A Stochastic Dynamical Theory of LLM Self-Adversariality: Modeling Severity Drift as a Critical Process
Jack David Carson
TL;DR
The paper proposes a continuous-time stochastic framework to model self-adversarial escalation in LLM chain-of-thought by tracking a severity variable $x(t) \in [0,1]$ with drift $\mu(x)$ and diffusion $\sigma(x)$. By invoking the Fokker–Planck formalism under a near-Markov assumption, it analyzes stationary distributions, first-passage times to harmful states, and scaling laws near a critical point where the system transitions from subcritical to supercritical behavior. A logistic-like drift $\mu(x) = \alpha x(1-x) - \beta x^2 + \gamma$ together with a severity-dependent diffusion captures self-reinforcement, alignment, and baseline biases, yielding a closed-form stationary density and explicit critical thresholds $x_c$. The framework suggests a pathway for formal verification of stability in extended reasoning agents and points to practical design levers, such as reducing $\alpha$ or increasing $\beta$, to ensure subcritical, safe behavior across successive inferences.
Abstract
This paper introduces a continuous-time stochastic dynamical framework for understanding how large language models (LLMs) may self-amplify latent biases or toxicity through their own chain-of-thought reasoning.

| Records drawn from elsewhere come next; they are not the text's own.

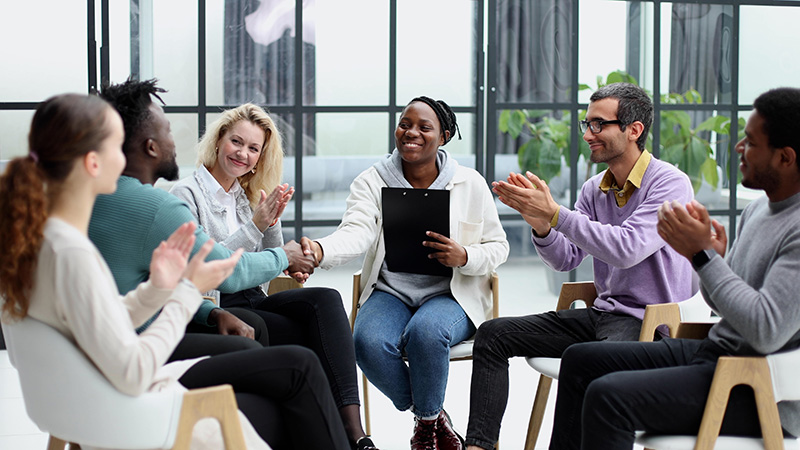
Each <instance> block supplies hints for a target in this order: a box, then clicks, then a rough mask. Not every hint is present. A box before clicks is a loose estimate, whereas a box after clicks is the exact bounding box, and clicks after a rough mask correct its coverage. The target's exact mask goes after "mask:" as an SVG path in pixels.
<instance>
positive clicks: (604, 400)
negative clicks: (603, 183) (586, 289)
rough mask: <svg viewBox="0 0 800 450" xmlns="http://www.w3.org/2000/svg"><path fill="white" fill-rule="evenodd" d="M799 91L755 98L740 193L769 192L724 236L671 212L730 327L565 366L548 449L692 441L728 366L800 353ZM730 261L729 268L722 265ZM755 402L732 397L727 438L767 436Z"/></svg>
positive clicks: (701, 210) (673, 242)
mask: <svg viewBox="0 0 800 450" xmlns="http://www.w3.org/2000/svg"><path fill="white" fill-rule="evenodd" d="M798 124H800V89H792V88H781V89H774V90H771V91H769V92H766V93H764V94H762V95H761V96H759V97H758V98H757V99H756V101H755V103H754V111H753V113H752V115H751V116H750V118H749V120H748V121H747V126H746V127H745V138H744V139H742V140H741V141H740V142H739V143H738V144H737V145H736V152H737V153H738V154H739V156H740V164H739V169H740V170H741V172H742V185H743V186H746V187H749V188H753V189H761V190H764V192H765V194H766V196H765V197H762V198H759V199H758V200H756V201H754V202H753V203H751V204H749V205H748V206H747V207H746V208H745V209H744V211H743V212H742V216H741V219H740V226H739V233H738V236H737V238H736V242H735V244H734V245H733V246H732V247H731V249H730V250H728V251H727V254H726V247H727V237H726V235H725V230H724V228H723V227H722V225H720V224H719V223H718V222H717V221H715V220H711V218H710V217H709V214H708V211H707V210H706V209H705V208H704V207H703V206H702V205H700V204H699V203H697V202H696V201H692V202H690V203H688V204H686V205H681V204H678V203H677V202H673V203H672V204H670V203H665V204H664V205H662V207H661V209H660V210H659V224H658V231H659V235H660V236H661V237H662V238H663V239H664V240H665V241H666V242H667V243H668V244H669V245H670V246H672V247H673V248H674V249H675V250H676V251H677V252H678V253H680V254H681V255H683V256H684V257H686V258H687V259H689V260H690V261H691V262H692V265H693V266H694V269H695V270H696V271H697V274H698V276H699V277H700V280H701V283H702V291H703V296H704V298H705V299H706V302H707V303H708V304H709V305H710V306H711V307H712V308H713V309H714V310H715V311H717V312H718V313H719V315H720V316H721V317H722V320H721V321H720V322H719V323H717V324H716V325H714V327H713V328H712V329H711V331H710V333H709V335H708V337H707V338H706V339H705V340H702V341H701V340H688V339H666V340H662V341H660V342H655V343H638V342H631V343H627V342H600V343H588V344H579V345H574V346H572V347H570V348H569V349H568V350H567V351H566V352H565V353H564V356H563V359H562V363H561V374H560V379H559V387H558V400H557V402H556V412H555V421H554V426H553V438H552V440H551V443H550V449H551V450H554V449H577V448H582V449H592V450H598V449H601V450H603V449H626V450H628V449H631V448H632V447H633V440H634V431H636V430H644V431H651V432H657V433H669V434H696V433H697V430H698V428H699V426H700V421H701V418H702V415H703V410H704V408H705V402H706V397H707V396H708V391H709V388H710V386H711V379H712V377H713V375H714V370H715V368H716V363H717V359H718V358H719V357H720V356H726V355H736V356H762V355H768V354H771V353H776V352H781V351H787V350H792V349H795V348H797V347H800V301H798V297H797V282H796V280H797V275H798V274H799V273H800V227H798V223H800V158H798V151H800V133H797V131H796V127H797V126H798ZM723 258H724V259H723ZM798 403H800V402H780V403H779V404H778V408H779V411H780V418H781V425H782V426H783V429H784V432H785V433H786V434H791V435H794V436H800V404H798ZM760 433H761V432H760V428H759V422H758V416H757V413H756V408H755V401H754V400H753V395H752V392H750V391H749V390H748V389H747V388H744V389H743V388H742V387H741V386H740V387H737V388H734V389H733V391H732V393H731V397H730V403H729V404H728V408H727V411H726V414H725V419H724V420H723V423H722V429H721V434H736V435H753V436H759V435H760Z"/></svg>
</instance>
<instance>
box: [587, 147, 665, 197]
mask: <svg viewBox="0 0 800 450" xmlns="http://www.w3.org/2000/svg"><path fill="white" fill-rule="evenodd" d="M652 158H653V157H652V155H650V152H648V151H647V150H642V154H641V155H639V159H637V160H636V164H634V165H633V169H631V173H629V174H628V179H627V180H625V185H623V186H622V188H620V187H619V186H617V180H616V179H615V178H614V174H613V173H611V171H610V170H606V173H605V175H603V179H602V180H600V190H601V191H603V192H606V193H607V192H608V191H609V190H612V189H613V190H617V191H619V190H622V191H625V190H626V189H627V185H628V184H631V185H633V187H635V188H637V189H638V188H640V187H642V179H643V178H644V173H645V172H646V171H647V167H648V166H649V165H650V160H651V159H652Z"/></svg>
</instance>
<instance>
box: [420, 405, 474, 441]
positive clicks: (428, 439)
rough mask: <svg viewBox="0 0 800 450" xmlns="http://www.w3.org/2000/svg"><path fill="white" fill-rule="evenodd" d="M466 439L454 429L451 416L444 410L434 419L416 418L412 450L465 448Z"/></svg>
mask: <svg viewBox="0 0 800 450" xmlns="http://www.w3.org/2000/svg"><path fill="white" fill-rule="evenodd" d="M464 448H465V447H464V439H462V438H461V436H459V435H458V433H456V432H455V430H453V424H452V423H451V422H450V416H449V415H448V414H447V413H446V412H445V411H444V410H442V411H441V412H440V413H439V417H437V418H436V419H434V420H422V419H420V418H418V417H417V418H415V419H414V436H412V437H411V450H464Z"/></svg>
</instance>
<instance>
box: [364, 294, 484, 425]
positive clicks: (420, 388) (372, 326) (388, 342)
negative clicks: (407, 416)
mask: <svg viewBox="0 0 800 450" xmlns="http://www.w3.org/2000/svg"><path fill="white" fill-rule="evenodd" d="M473 334H475V325H473V324H472V321H470V320H469V318H468V317H467V315H466V313H465V312H464V310H463V309H462V308H461V305H459V304H458V302H456V300H455V299H454V298H453V296H452V295H440V296H437V297H433V298H431V299H430V300H428V301H426V302H425V303H423V304H422V306H420V307H419V308H411V307H409V306H408V305H406V304H405V303H403V301H402V300H400V299H398V298H397V297H395V296H393V295H391V294H387V293H386V292H383V291H375V292H373V293H372V295H370V297H369V298H368V299H367V301H366V302H364V304H363V305H362V306H361V308H360V309H359V311H358V315H357V316H356V323H355V328H354V330H353V341H354V342H355V347H356V361H357V362H358V365H359V367H361V370H362V371H363V372H364V374H365V375H366V376H367V378H368V379H369V380H370V382H372V384H374V385H375V387H377V388H378V389H380V391H381V392H383V393H384V395H386V396H387V397H389V399H390V400H391V401H392V403H394V406H395V407H396V408H397V409H398V410H400V411H405V410H407V409H412V408H413V412H414V414H415V415H416V416H418V417H430V416H435V415H437V414H439V411H441V410H442V404H443V403H444V392H445V388H446V387H447V376H448V373H449V370H450V347H452V346H453V345H455V344H458V343H459V342H461V341H463V340H465V339H469V338H470V337H471V336H472V335H473ZM403 355H406V356H407V357H408V365H406V363H405V362H404V361H403Z"/></svg>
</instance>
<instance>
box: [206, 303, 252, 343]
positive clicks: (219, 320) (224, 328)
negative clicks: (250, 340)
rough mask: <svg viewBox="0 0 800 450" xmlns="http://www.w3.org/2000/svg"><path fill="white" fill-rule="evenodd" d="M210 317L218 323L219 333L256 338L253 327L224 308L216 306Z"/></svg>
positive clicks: (212, 310) (209, 314)
mask: <svg viewBox="0 0 800 450" xmlns="http://www.w3.org/2000/svg"><path fill="white" fill-rule="evenodd" d="M208 317H209V319H211V321H213V322H214V323H216V324H217V332H219V334H222V335H233V336H244V337H246V338H248V339H255V330H253V327H251V326H250V325H248V324H246V323H245V322H243V321H242V320H241V319H239V318H238V317H236V316H234V315H233V314H231V313H229V312H228V311H225V310H224V309H222V308H214V309H213V310H211V313H210V314H209V316H208Z"/></svg>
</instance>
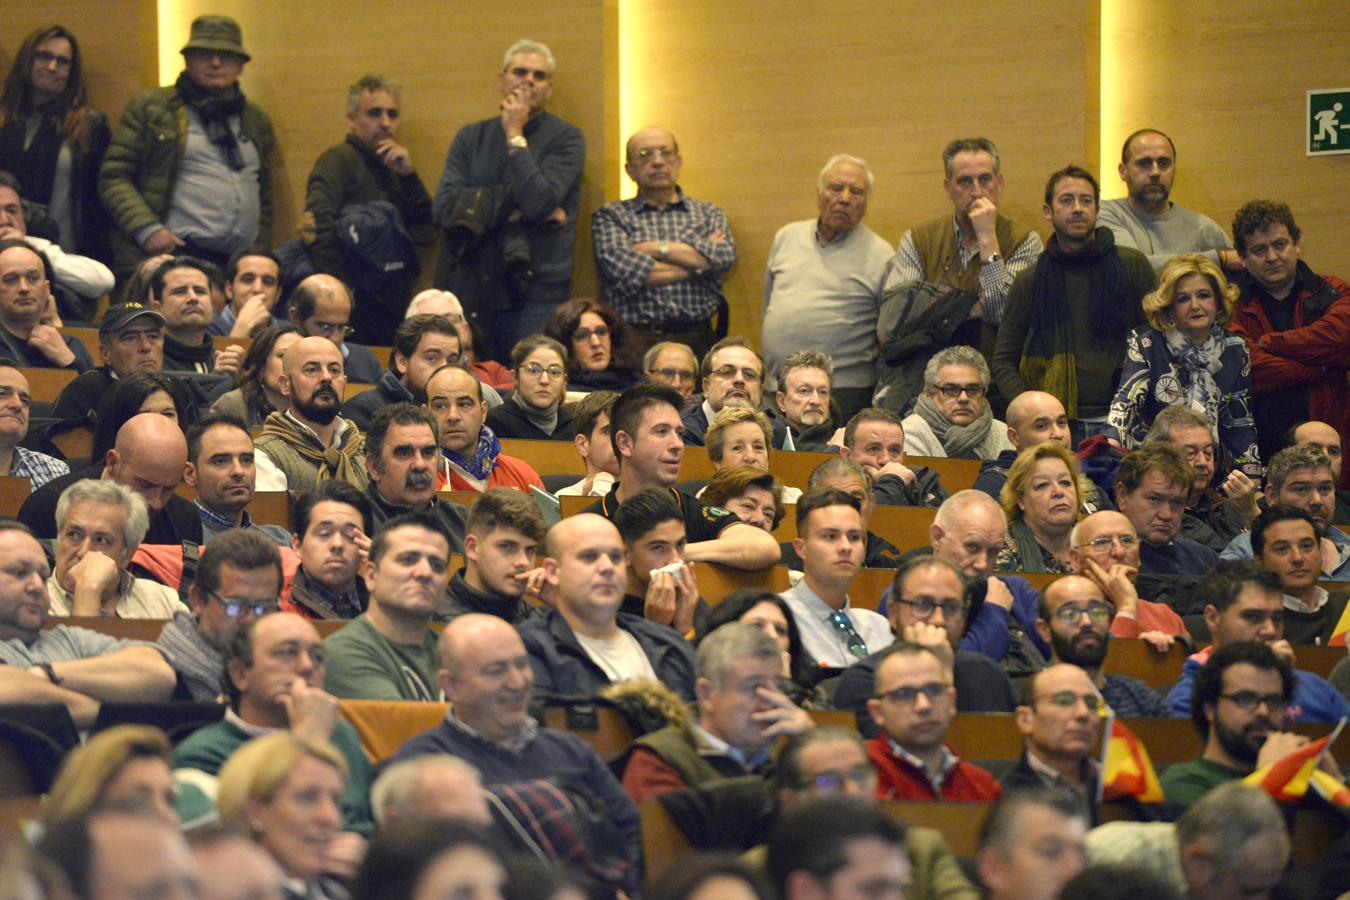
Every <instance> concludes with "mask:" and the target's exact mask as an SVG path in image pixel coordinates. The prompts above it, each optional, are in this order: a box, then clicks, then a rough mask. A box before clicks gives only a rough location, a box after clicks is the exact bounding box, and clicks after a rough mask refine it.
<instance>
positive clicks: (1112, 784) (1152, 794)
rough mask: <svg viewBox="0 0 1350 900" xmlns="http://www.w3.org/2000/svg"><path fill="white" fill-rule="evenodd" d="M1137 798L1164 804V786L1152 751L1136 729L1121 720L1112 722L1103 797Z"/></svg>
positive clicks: (1105, 799)
mask: <svg viewBox="0 0 1350 900" xmlns="http://www.w3.org/2000/svg"><path fill="white" fill-rule="evenodd" d="M1120 797H1137V799H1138V800H1139V801H1141V803H1162V785H1161V784H1158V773H1157V772H1156V770H1154V769H1153V762H1152V761H1150V760H1149V752H1147V750H1145V749H1143V742H1142V741H1139V738H1138V737H1135V734H1134V731H1131V730H1130V729H1127V727H1125V725H1123V723H1122V722H1120V721H1119V719H1112V722H1111V737H1110V739H1108V741H1107V748H1106V765H1104V766H1103V768H1102V799H1103V800H1118V799H1120Z"/></svg>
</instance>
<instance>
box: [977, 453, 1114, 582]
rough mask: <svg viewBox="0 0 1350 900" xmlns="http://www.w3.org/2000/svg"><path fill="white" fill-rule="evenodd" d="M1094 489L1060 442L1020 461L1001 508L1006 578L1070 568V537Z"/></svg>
mask: <svg viewBox="0 0 1350 900" xmlns="http://www.w3.org/2000/svg"><path fill="white" fill-rule="evenodd" d="M1089 491H1091V483H1089V482H1088V479H1087V478H1085V476H1084V475H1083V472H1081V471H1079V460H1077V457H1075V456H1073V452H1072V451H1071V449H1069V448H1066V447H1064V445H1062V444H1058V443H1056V441H1046V443H1045V444H1037V445H1035V447H1029V448H1027V449H1025V451H1022V453H1019V455H1018V457H1017V461H1014V463H1012V468H1011V470H1008V480H1007V483H1006V484H1004V486H1003V494H1002V495H1000V497H999V503H1002V506H1003V513H1004V514H1006V515H1007V518H1008V532H1007V540H1006V542H1004V545H1003V551H1002V552H1000V553H999V559H998V563H996V564H995V565H996V568H998V569H999V571H1002V572H1060V573H1068V572H1072V571H1073V568H1072V565H1071V563H1069V549H1071V548H1069V533H1071V532H1072V530H1073V525H1075V522H1077V521H1079V517H1080V515H1081V514H1083V501H1084V498H1085V497H1088V494H1089Z"/></svg>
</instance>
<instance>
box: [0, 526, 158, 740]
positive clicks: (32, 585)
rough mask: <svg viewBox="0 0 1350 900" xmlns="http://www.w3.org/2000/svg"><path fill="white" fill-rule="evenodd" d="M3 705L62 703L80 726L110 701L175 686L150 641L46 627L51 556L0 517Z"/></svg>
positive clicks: (48, 606) (157, 649)
mask: <svg viewBox="0 0 1350 900" xmlns="http://www.w3.org/2000/svg"><path fill="white" fill-rule="evenodd" d="M0 559H4V560H5V563H7V564H5V568H4V569H3V573H0V663H4V665H0V704H5V703H15V704H18V703H61V704H62V706H65V707H66V710H69V712H70V718H72V719H74V723H76V727H77V729H88V727H90V726H92V725H93V722H94V719H96V718H99V706H100V704H101V703H103V702H104V700H107V702H109V703H117V702H120V703H128V702H130V703H158V702H161V700H167V699H169V695H170V692H173V685H174V675H173V669H171V668H170V667H169V663H166V661H165V657H163V654H162V653H161V652H159V650H158V649H157V648H154V646H153V645H150V644H142V642H139V641H119V640H116V638H112V637H108V636H107V634H100V633H99V631H90V630H89V629H82V627H73V626H70V625H57V626H55V627H50V629H47V627H43V626H45V623H46V621H47V617H49V615H50V610H49V603H47V591H46V583H47V559H46V555H45V553H43V552H42V545H41V544H38V541H36V540H34V537H32V536H31V534H30V533H28V529H26V528H24V526H23V525H20V524H19V522H15V521H12V519H0Z"/></svg>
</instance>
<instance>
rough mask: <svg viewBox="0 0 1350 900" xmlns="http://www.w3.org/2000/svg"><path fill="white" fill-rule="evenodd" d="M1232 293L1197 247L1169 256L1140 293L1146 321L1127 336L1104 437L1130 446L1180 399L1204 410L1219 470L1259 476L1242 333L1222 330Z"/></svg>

The model posits an instantaneous "severity" variable $x(t) \in [0,1]$ evolving under a stochastic differential equation (SDE) with a drift term $μ(x)$ and diffusion $σ(x)$. Crucially, such a process can be consistently analyzed via the Fokker--Planck approach if each incremental step behaves nearly Markovian in severity space. The analysis investigates critical phenomena, showing that certain parameter regimes create phase transitions from subcritical (self-correcting) to supercritical (runaway severity). The paper derives stationary distributions, first-passage times to harmful thresholds, and scaling laws near critical points. Finally, it highlights implications for agents and extended LLM reasoning models: in principle, these equations might serve as a basis for formal verification of whether a model remains stable or propagates bias over repeated inferences.